Letter: Most vulnerable among us have rights, too

Published 12:00 am Wednesday, May 20, 2020

This is in response to Elizabeth Hilton’s letter published Friday.

Individual rights are the rights of an individual while collective rights can refer to the rights of a group or society as a whole. Sometimes, individual rights and freedoms conflict with the broader public interest such as public health or safety. It is selfish to think that your rights are more important than the safety and health of others. Isn’t it a bit presumptuous to tell others what God does or does not consider to be right or wrong?

I would have a hard time believing that the God I believe in would consider your actions and protests that could put other people in harm’s way, cause serious illness or even result in death would be pleasing in his eyes, but then I can’t presume to know what God thinks.  The only one who can speak for God is God.

You talk about your individual rights, but then I and the most vulnerable should have some rights too — the right to expect others to respect social distancing, the right for others to wear masks in public to prevent the spread of germs and the right to expect others not to congregate in large groups where social distancing is impossible and the spread of illness is inevitable.   

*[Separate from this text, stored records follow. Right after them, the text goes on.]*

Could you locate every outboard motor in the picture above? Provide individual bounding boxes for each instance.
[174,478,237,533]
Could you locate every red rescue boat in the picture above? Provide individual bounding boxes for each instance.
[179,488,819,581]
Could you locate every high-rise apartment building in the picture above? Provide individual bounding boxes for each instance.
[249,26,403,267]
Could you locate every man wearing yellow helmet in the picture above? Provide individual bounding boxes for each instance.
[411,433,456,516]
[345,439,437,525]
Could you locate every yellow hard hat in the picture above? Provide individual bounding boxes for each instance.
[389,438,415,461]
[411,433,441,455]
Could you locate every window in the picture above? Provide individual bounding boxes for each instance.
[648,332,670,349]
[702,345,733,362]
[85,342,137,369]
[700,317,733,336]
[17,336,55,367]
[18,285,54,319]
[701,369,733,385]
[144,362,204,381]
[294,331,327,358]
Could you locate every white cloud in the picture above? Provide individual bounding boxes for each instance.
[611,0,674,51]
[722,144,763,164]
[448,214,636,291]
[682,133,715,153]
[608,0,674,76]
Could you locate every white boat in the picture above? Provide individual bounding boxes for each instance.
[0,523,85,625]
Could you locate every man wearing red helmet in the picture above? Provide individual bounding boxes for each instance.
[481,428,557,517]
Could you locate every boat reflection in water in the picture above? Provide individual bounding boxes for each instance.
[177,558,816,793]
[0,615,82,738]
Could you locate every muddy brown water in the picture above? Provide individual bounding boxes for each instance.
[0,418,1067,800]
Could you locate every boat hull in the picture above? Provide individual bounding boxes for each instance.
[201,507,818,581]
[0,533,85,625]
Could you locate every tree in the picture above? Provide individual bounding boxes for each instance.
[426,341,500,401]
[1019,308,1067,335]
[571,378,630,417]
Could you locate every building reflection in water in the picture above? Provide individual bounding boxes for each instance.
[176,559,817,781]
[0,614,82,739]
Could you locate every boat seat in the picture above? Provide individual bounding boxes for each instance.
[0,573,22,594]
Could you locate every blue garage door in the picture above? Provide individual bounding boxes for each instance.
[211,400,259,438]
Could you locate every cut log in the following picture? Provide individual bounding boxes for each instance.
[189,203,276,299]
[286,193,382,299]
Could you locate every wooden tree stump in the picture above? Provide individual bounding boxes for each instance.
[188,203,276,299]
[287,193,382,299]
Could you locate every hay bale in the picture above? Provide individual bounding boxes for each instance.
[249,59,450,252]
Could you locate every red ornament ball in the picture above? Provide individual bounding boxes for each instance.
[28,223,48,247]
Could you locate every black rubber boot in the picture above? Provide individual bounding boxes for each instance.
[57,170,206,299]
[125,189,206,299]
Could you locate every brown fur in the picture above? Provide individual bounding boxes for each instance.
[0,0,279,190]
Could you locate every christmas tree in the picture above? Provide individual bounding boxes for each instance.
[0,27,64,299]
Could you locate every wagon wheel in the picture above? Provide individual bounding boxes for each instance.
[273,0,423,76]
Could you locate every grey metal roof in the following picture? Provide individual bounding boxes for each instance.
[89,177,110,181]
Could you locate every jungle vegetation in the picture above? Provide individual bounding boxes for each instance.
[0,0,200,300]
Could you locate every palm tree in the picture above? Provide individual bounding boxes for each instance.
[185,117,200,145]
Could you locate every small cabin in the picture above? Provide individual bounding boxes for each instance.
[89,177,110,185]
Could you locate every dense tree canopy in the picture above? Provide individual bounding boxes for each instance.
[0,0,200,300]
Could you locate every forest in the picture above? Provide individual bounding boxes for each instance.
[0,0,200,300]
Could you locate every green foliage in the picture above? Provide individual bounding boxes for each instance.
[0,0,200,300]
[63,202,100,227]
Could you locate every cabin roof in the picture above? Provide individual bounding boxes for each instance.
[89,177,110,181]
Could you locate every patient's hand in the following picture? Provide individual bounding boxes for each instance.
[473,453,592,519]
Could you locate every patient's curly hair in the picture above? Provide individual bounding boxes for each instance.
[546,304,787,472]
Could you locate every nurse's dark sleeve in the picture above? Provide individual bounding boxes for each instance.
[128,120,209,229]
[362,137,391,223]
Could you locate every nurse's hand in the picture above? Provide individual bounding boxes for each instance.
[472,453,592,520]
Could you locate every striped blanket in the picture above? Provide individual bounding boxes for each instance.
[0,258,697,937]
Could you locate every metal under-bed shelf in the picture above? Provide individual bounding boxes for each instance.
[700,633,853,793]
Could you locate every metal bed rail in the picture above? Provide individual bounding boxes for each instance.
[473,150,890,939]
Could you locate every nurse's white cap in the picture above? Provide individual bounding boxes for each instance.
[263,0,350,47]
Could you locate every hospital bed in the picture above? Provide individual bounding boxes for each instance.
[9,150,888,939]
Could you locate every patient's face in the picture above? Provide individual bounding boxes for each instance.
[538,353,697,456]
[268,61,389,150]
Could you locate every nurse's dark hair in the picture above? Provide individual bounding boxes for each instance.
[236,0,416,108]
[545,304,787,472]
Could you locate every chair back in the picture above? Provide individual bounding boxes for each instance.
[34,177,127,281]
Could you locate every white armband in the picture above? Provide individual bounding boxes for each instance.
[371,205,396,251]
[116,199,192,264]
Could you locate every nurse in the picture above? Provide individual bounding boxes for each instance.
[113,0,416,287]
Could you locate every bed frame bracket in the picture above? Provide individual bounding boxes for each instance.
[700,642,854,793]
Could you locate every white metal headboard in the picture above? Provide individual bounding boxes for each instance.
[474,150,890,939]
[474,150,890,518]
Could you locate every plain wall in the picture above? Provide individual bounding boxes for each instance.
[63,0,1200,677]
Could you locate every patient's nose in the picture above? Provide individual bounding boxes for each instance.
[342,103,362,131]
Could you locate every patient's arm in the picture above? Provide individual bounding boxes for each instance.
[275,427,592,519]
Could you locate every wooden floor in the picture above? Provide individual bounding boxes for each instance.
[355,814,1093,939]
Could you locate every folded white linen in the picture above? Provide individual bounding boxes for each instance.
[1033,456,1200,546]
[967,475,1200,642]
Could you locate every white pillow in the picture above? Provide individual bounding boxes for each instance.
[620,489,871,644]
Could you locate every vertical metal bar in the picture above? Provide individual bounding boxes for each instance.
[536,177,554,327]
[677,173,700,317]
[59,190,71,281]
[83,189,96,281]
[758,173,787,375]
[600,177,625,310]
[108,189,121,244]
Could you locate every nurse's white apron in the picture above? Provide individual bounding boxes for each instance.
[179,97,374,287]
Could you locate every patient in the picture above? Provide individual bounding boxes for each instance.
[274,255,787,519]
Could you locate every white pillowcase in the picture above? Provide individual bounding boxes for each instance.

Everyone wants businesses, stores and churches to reopen, as do I, but it must be done in the safest of ways. It is the people who claim their rights are being trampled on, who don’t feel they should have to wear masks or social distance who are spreading the virus and therefore delaying the safe opening of these establishments.

You are not the solution; you are the problem. It is one thing to unintentionally cause someone else to become sick.  It is another thing to consciously and knowingly do things that almost guarantee others will become sick and still others might die. How would those who object to doing the things that have been proven to slow the spread of the virus feel if it were their parent in the hospital on a ventilator?